The Spanish champions’ own foreign stars, Romario and Hristo Stoichkov, did most of the damage.

Back then, British clubs just couldn’t dream of affording that kind of talent. The Bosman ruling was one of a few key factors that changed this.

Rangers rejoiced at the rule change, since the Scottish champions had been constantly lobbying for exactly that. “We are delighted with the verdict,” vice-chairman Donald Findlay QC said at the time. “It means that our foreign players are now just Rangers players, pure and simple, and are available for every game.”

What it instead did was ensure a football world where players of the standard of Danish playmaker legend Brian Laudrup or the former Ukraine midfielder Oleksiy Mykhaylychenko were just unavailable to Rangers, because they wouldn’t drop to a league of Scotland’s status. These clubs have been among the biggest victims of the Bosman ruling.

The new rules essentially created the most open and biggest labour market in the world. As football historian David Goldblatt has argued, it was a more global market than even international banking.

The richest clubs were suddenly completely free to accumulate as much of the best talent as they could afford, hollowing out everyone else, and making themselves more commercially attractive. The situation wasn’t so bad even in the mid-2000s, but began to really accelerate in the last decade. We went from a situation where big clubs could build strong squads to one where they build super squads. There was literally no limit on the talent they could bring in, bar budget. That had never been seen in football before.

Even Jean-Marc Bosman, the man who sparked much of this, expressed regret over the effects in an interview with The Guardian in 2015.

“Now the 25 or so richest clubs transfer players for astronomical sums and smaller clubs cannot afford to buy at those prices,” Bosman said. “So the 25 pull further and further away from the rest, deepening the gap between big and small. That was not the aim of the Bosman ruling.”
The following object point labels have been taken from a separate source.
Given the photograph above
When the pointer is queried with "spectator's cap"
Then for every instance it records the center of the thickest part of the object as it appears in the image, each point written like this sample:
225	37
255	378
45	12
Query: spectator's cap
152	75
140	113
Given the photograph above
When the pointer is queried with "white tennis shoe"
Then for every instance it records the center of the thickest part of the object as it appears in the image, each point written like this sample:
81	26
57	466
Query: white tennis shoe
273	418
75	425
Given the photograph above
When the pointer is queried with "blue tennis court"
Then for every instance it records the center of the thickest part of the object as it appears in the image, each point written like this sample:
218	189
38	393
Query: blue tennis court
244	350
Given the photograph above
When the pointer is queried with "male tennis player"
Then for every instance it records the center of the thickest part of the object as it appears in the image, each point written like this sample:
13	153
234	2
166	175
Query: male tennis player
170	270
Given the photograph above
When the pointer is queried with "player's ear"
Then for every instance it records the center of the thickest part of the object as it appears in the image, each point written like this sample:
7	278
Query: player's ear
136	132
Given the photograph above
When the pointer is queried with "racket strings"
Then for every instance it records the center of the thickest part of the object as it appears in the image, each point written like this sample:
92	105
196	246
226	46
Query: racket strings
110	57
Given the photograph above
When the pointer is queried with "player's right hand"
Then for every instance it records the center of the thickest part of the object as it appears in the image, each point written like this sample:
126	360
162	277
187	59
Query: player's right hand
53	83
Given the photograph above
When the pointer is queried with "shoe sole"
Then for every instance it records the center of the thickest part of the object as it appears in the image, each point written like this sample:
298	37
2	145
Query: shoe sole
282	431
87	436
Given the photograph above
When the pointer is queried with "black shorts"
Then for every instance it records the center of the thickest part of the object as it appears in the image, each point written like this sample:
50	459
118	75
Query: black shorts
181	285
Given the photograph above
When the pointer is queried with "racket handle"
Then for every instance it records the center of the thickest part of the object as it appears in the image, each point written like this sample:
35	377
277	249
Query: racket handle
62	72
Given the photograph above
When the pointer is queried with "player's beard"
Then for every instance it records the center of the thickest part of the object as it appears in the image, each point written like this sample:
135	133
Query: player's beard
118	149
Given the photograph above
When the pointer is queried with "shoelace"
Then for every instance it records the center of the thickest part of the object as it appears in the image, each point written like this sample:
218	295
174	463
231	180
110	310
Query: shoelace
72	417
Its effect has since been even worse, though. You can no longer even say it is 25 clubs. It is probably about 12 to 15.

Naturally, those 12-15 are entirely resistant to the idea of greater redistribution of resources in football. The push for the Super League shows that.

It is why a new foreign player rule could offer an alternative solution. If you can’t redistribute the money, you can redistribute what it buys. You can ensure a greater spread of the talent.

At a stroke, a new rule would prevent big clubs bringing in as much talent, while slowing down their expenditure. They would have to be more calculated about signings, and who they pick.

This would by default ensure more players stay at smaller clubs for that bit longer, and that there is more higher talent available to them. There would also be other benefits, not least to the vitality and variety of the game.

More players would extend their time at their initial clubs or home countries, enriching the domestic leagues. This is essential since the vast majority now find it impossible to compete with the major competitions due to the TV markets not being big enough, with some of the “big five” even finding it impossible to keep up with the Premier League.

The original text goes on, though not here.